Cada año, por el aniversario de Palinuro, yo hago un almuerzo para los socios de la librería, sus hijos y esposas o concubinas. Es un almuerzo de esos largos en los que la comida se sirve a la hora de la cena, y la única vez al año en el que el Maraquero se permite tomar un par de vinos tintos. La fiesta se acaba cuando el bohemio Obregón se duerme en el sofá, con un cigarrillo prendido en la boca, lo cual suele ocurrir hacia las cuatro de la madrugada. Esta vez, por desgracia, la reunión se acabó hacia las nueve de la noche, y fue disuelta antes de que pudiéramos servir siquiera la comida.
Ocurrió que a eso de las seis y media de la tarde el cómico Valencia se acercó al sitio donde yo guardo mis tesoros bibliográficos. Una primera edición de Machado, firmada. Sus Obras Completas (editadas también por Séneca). Varias primeras de Borges y de León de Greiff. El cómico Valencia volvió de su pesquisa con un libro en la mano: la primera de Poeta en Nueva York, 1940. Se la entregó en silencio al bohemio Obregón. Obregón la abrió por la última página. Se la pasó al Maraquero. El Maraquero acercó sus ojos de miope a cinco centímetros de la página y dijo lo que estaba escrito a lápiz, con la letra de Obregón: "Primera edición. Rara. US $ 6000".
Se hizo un silencio largo. Nadie me pasó el libro a mí, pero todos me miraban. Miraban al ladrón. Yo no sabía qué pensar ni qué decir. "Estás pálido", dijo una esposa. "Estás rojo", dijo una hija. "Estoy sudando", pensé yo. No podía explicarlo. Yo no había cogido el libro, lo juro. Yo no lo había traído a mi casa. O yo no recordaba, por lo menos, haber robado el libro. Sentía culpa, y no sabía de qué. Pero ahí estaba, a la vista de todos, el cuerpo del delito. Y todos sabían también de mi superstición por ese libro; de mi fetiche; de mi nostalgia.
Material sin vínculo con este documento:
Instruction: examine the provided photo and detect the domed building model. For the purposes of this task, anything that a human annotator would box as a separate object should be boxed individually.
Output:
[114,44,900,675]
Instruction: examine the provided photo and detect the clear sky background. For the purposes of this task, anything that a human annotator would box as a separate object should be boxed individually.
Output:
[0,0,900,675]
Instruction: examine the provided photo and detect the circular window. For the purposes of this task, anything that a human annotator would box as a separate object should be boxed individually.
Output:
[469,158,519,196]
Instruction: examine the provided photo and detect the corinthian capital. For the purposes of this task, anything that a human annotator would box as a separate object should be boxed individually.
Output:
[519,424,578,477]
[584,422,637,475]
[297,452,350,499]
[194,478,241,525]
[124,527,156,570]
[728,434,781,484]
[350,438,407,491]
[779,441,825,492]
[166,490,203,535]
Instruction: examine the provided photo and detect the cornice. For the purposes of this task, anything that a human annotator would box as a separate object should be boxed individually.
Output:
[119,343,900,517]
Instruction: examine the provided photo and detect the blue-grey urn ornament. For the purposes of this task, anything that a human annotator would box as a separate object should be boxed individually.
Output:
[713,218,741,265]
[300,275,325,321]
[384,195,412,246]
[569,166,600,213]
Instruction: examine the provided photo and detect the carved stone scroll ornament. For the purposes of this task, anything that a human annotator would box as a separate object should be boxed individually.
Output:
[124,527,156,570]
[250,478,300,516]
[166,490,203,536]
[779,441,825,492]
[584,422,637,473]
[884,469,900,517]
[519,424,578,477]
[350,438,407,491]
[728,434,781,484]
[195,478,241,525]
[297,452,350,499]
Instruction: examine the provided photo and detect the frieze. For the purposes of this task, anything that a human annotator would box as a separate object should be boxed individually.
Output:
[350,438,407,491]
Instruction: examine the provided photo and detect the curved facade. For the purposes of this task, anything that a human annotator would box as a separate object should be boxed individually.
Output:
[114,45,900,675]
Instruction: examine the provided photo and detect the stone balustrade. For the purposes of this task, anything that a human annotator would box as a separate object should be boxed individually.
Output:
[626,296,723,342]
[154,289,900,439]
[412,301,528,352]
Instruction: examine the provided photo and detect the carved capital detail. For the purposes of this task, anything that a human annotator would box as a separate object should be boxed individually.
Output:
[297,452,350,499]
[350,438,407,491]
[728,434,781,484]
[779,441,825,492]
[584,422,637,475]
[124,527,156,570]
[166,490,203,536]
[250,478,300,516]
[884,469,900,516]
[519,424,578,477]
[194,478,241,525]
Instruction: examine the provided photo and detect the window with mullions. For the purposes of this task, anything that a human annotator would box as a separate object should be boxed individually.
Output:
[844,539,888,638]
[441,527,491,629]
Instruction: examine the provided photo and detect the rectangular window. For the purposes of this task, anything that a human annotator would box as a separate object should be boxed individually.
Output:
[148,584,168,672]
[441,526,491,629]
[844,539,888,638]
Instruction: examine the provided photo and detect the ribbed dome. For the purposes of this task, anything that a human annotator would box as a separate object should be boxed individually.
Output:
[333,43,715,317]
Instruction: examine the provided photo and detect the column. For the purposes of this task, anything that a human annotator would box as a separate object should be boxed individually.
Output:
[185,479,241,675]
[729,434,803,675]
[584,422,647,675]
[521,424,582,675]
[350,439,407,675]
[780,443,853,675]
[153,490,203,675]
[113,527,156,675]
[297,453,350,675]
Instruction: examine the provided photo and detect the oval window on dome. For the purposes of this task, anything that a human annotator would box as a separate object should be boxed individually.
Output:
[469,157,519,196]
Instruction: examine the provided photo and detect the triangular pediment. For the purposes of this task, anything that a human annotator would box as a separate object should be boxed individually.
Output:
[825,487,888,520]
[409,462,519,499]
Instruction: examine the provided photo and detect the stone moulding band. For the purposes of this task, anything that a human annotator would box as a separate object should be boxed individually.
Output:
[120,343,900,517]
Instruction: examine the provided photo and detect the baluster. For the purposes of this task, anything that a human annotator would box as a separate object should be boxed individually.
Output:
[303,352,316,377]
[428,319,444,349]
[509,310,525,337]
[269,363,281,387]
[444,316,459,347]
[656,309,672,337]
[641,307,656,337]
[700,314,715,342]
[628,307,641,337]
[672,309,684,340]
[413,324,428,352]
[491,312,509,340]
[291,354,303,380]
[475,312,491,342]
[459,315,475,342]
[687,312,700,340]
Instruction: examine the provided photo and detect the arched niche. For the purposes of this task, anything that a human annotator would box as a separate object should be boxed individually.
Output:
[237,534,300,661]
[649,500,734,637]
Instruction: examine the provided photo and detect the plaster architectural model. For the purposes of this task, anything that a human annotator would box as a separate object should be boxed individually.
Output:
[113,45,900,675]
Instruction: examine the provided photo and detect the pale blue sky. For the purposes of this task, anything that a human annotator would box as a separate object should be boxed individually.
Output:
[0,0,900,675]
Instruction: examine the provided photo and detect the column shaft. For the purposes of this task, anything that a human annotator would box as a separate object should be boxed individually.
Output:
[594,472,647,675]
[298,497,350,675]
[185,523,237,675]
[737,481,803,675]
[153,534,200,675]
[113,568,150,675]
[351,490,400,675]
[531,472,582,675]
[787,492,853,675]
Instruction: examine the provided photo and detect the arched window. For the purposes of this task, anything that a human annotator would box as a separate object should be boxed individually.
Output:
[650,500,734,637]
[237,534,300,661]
Me senté en un taburete. El bohemio Obregón fue el primero en hablar. "Esto es intolerable", dijo. "Yo no me lo robé", dije. "¿Y entonces por qué está aquí?", preguntó el Maraquero. "No sé", dije. El cómico Valencia también terció: "Si tanto lo querías, te lo hubiéramos regalado". Todos los invitados callaban y miraban. "El libro debe volver a la librería", dije.
La reunión se puso incómoda. La alegría de siempre se convirtió en cuchicheos inaudibles. Los invitados se fueron yendo antes de que sirviéramos la comida. Antes de las nueve yo estaba solo en la sala de la casa, con el libro en la mano, atónito. Nunca supe qué pasó. Alguien tenía que haberlo puesto allí. No sé si ustedes me crean que yo no lo robé. Ahora el libro está en la Librería Palinuro de Medellín, Carrera Córdoba, esquina con Perú, por si lo quieren comprar. Primera edición, intonsa. Seis mil dólares. Si piden rebaja, lo dejamos en cinco mil.
Héctor Abad es autor de El olvido que seremos (Seix Barral).